Reading Phil Hollows’ List Building for Bloggers e-book changed my entire outlook. I purchased it because [at the time, I was] an editor for TRACHODON Magazine and its blog, Cheek Teeth. I figured I shouldn’t let my stereotypes about blogging get in the way of my business as an editor. But, wait a minute…didn’t I also have a business as a writer?
List Building helped me see that as a blogger I am also an “accidental marketer,” as Phil would say, and that by failing to take advantage of branding, list building, and email blasts, I was missing an opportunity to make a name for myself…and maybe even make a little money for postage and gas. I could still write quality blog posts and publish short stories I was proud of, but I could also maintain an active blog and website that offered incentives and literary products to my readers.

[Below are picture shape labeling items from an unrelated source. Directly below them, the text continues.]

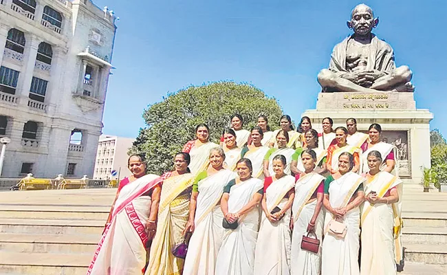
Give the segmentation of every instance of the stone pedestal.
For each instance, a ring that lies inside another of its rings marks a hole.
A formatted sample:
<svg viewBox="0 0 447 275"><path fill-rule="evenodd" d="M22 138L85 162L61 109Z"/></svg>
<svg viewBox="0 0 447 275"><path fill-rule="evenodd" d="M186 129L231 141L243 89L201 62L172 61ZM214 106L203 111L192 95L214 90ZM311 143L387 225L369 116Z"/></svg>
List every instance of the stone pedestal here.
<svg viewBox="0 0 447 275"><path fill-rule="evenodd" d="M322 131L321 120L334 120L334 128L346 126L346 120L357 120L359 131L367 132L372 123L383 130L382 140L397 148L400 176L406 182L421 182L424 167L430 167L430 121L433 113L417 109L413 93L320 93L316 109L303 113L312 127Z"/></svg>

So I read the book, twice, with highlighter in hand. I already had the FeedBlitz “subscribe by email” bubble on my site, but it wasn’t in the right place and I hadn’t notified my contacts, branded the newsletter, or paid any attention to its schedule. Following the instructions in List Building, within a matter of days my email subscribers quadrupled and, several months later, I still get a few new subscribers each week. More importantly, I saw the hits on my website increase over the weekends – when I never post new content – because my subscribers were taking their time with my weekly FeedBlitz newsletter (which is emailed Friday mornings) and perusing my blog via click-throughs that FeedBlitz makes so easy in the newsletter format. Despite my belief that if I organized my readers through an email list my hits would go down, in fact, my hits kept going up.
Bolstered by this experience, I followed the other tips in List Building to a tee. Most changes were small – including a subscription link in my email signature, titling blog posts to make them appear readily in Google searches, dreaming up relevant incentives for subscribers – and within one month traffic on my site increased by over 35% and continues to grow. Excited, I set up my first autoresponder, as List Building suggests. Using an email blast to announce the project, and further promoting it on the blog and through social media outlets, I launched Monthly Fiction by Katey Schultz, 12 short stories in as many months for just $12 – a FeedBlitz autoresponder with my branding that delivers one new short story to subscribers each month for an entire year.
I’m a small operation with a lot on my mind, but List Building for Bloggers made marketing easy for this non-tecchie writer and helped me gain confidence that I do have things I can sell. Over the holidays [2 years ago], I even tested Phil’s suggestion to market by using repetition. I posted one status update each morning on FaceBook with a quote from my chapbook Lost Crossings. In less than a week, I sold eight copies. We’re not talking New York bestseller, but that’s eight books that were collecting dust a week prior and ended up wrapped under people’s Christmas trees.